RNA, or ribo-nucleic acid, appeared: the first form of proto-life and the first genetic code carrier. It is at once both a catalyst and a self-reproducing program. How the progression from molecule to nucleic acid exactly came about was unclear. In May 2004, Simon Nicholas Platts proposed the PAH world hypothesis to try to fill in this crucial missing link. Mind you, it’s still more chemistry than biology, yet.

But evolution soon kicks in. Because the conditions and resources necessary for the replication and reproduction of these molecules become scarce. Competition begins. Natural selection prefers those programs that are more likely to survive in the long run. Interestingly, the proteins that the RNA start to create, themselves become more likely candidates to survive the harsh conditions. The RNA thus becomes relegated to simply carrying genetic code. In due course DNA becomes a better candidate to carry genetic code. More importantly, when this genetic material becomes encased in a membrane, it provides a chemical equilibrium and a safer, protected environment.

They thus become the precursors to multi-cellular life on planet earth – protobionts.

It has taken approximately 1 billion years from the time the earth formed, to the time of the first appearance of life on the planet. Nearly another 1 billion years go by before the next gear shift.

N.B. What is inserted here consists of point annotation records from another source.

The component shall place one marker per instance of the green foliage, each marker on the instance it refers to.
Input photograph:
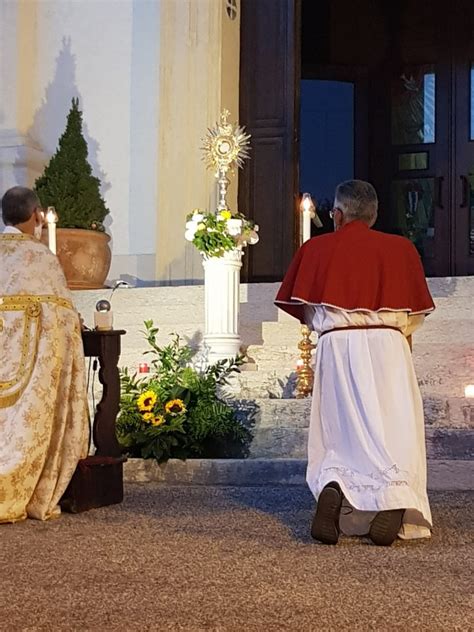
(176, 411)
(67, 182)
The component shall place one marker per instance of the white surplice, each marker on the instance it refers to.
(367, 427)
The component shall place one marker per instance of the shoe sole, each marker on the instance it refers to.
(325, 523)
(385, 527)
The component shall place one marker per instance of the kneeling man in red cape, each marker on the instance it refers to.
(364, 292)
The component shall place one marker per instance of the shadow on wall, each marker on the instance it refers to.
(50, 119)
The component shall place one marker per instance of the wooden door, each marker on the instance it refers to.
(269, 80)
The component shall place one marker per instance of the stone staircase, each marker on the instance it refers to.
(443, 354)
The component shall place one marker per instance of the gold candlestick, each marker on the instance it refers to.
(304, 383)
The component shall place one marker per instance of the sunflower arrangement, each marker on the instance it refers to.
(176, 410)
(215, 234)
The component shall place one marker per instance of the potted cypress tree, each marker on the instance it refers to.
(67, 184)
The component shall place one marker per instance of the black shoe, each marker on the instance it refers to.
(325, 527)
(385, 527)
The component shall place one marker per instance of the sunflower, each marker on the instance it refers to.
(146, 401)
(175, 407)
(158, 420)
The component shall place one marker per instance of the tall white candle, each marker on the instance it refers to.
(51, 219)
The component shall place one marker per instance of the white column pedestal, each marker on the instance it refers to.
(222, 303)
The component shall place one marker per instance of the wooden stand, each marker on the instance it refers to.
(98, 479)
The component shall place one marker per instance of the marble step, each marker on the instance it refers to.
(290, 441)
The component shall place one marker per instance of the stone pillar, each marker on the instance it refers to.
(21, 159)
(222, 302)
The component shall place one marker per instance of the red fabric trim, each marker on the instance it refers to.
(356, 269)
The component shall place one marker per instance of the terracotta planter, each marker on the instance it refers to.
(84, 255)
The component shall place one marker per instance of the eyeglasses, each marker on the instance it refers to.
(331, 213)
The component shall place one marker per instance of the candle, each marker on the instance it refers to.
(51, 219)
(307, 208)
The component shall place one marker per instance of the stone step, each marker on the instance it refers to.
(443, 475)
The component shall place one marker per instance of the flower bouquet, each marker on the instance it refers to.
(215, 234)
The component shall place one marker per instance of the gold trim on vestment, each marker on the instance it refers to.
(30, 304)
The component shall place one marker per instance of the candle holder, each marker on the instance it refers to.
(305, 379)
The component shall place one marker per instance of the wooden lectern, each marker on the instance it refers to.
(98, 479)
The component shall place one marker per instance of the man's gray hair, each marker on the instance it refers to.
(357, 199)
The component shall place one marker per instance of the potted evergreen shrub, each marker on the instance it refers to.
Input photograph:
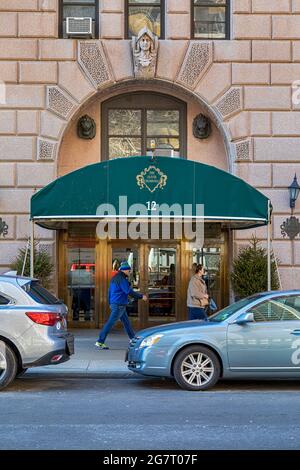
(250, 270)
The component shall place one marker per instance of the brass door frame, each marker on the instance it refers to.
(63, 243)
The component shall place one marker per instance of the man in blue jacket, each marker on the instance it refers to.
(119, 290)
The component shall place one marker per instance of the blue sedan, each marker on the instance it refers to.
(256, 337)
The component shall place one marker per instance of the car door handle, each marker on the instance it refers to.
(295, 332)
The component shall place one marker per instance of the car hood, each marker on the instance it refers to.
(169, 328)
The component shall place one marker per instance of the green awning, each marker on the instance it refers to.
(158, 185)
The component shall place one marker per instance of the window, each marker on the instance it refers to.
(79, 9)
(137, 123)
(141, 14)
(210, 19)
(278, 309)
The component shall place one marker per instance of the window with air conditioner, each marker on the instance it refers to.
(79, 19)
(210, 19)
(141, 14)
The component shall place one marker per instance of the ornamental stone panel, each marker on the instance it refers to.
(197, 60)
(92, 59)
(243, 150)
(46, 149)
(59, 102)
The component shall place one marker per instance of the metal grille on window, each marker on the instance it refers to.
(210, 19)
(79, 18)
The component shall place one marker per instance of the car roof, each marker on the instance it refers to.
(10, 278)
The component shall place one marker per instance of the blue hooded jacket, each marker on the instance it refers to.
(120, 289)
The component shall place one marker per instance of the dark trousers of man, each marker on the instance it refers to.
(118, 312)
(196, 313)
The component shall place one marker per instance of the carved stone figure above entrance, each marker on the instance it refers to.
(201, 127)
(144, 48)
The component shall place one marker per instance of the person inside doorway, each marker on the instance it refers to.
(197, 297)
(119, 291)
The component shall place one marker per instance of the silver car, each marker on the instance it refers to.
(33, 328)
(257, 337)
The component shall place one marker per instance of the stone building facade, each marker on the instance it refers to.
(244, 83)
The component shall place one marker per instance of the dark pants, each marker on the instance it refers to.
(118, 312)
(196, 313)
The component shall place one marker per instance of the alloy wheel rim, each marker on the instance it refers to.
(3, 364)
(197, 369)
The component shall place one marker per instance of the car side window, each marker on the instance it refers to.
(278, 309)
(4, 300)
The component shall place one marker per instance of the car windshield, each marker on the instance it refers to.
(224, 314)
(40, 294)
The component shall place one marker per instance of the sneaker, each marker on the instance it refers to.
(101, 345)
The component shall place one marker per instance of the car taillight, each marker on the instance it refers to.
(44, 318)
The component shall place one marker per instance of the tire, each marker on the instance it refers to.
(190, 376)
(21, 371)
(8, 365)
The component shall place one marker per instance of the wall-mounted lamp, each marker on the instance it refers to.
(3, 228)
(294, 190)
(291, 226)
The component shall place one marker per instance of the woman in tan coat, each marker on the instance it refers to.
(197, 297)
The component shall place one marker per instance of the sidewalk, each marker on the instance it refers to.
(90, 362)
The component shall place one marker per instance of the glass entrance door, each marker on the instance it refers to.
(161, 284)
(81, 285)
(153, 272)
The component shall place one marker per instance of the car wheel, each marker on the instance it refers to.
(196, 368)
(21, 371)
(8, 365)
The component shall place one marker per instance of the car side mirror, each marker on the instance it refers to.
(247, 317)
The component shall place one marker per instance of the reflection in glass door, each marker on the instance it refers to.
(162, 284)
(81, 284)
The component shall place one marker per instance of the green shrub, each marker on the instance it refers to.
(250, 271)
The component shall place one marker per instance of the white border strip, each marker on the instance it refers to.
(68, 217)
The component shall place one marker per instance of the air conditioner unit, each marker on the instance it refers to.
(79, 26)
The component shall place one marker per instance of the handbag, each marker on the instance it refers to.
(212, 305)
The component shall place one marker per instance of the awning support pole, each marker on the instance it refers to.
(32, 248)
(269, 246)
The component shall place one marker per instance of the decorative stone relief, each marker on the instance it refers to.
(243, 150)
(86, 127)
(59, 102)
(201, 127)
(46, 149)
(230, 103)
(92, 59)
(144, 49)
(197, 60)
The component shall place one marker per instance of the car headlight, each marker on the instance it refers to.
(150, 341)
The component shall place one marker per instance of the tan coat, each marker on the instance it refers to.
(196, 292)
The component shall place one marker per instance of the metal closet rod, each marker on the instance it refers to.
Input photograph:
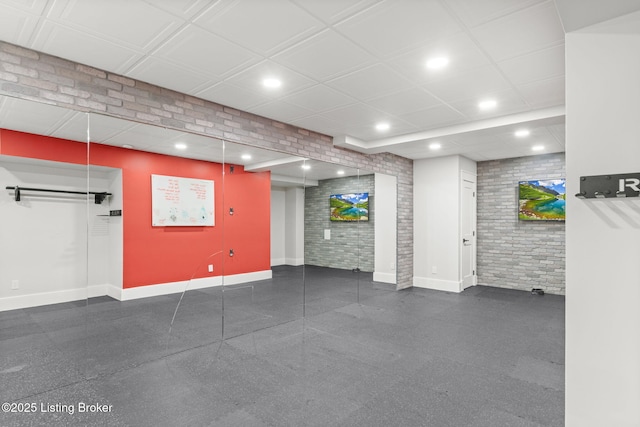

Single celled prokaryotes make their appearance. The cells are primitive and have no nucleus in which genetic material can be aggregated. Most bacteria we encounter these days are prokaryotes- but they may not be the same bacteria that existed then.

Evolution may seem slow in our time frames, but it is being pushed rapidly by extreme conditions on earth. The moon’s proximity gives rise to tides a thousand feet high. Hurricane force winds and changes in the pH stimulate evolution.

Another billion years go by before the first eukaryotes evolve. A eukaryote is an organism whose cells contain a nucleus enclosed in a central membrane, containing the genetic material. This is a vast evolutionary leap from the prokaryotes which contain no nucleus.

Now the rate of progress increases. Sexual reproduction kicks in another billion years later. This further stimulates rapid evolution.

4.25 billion years after the earth formed, the first mammals start to appear.

There are several theories on the beginning of life on Earth. So any story is likely to have chinks in the armour, and therefore, challengers.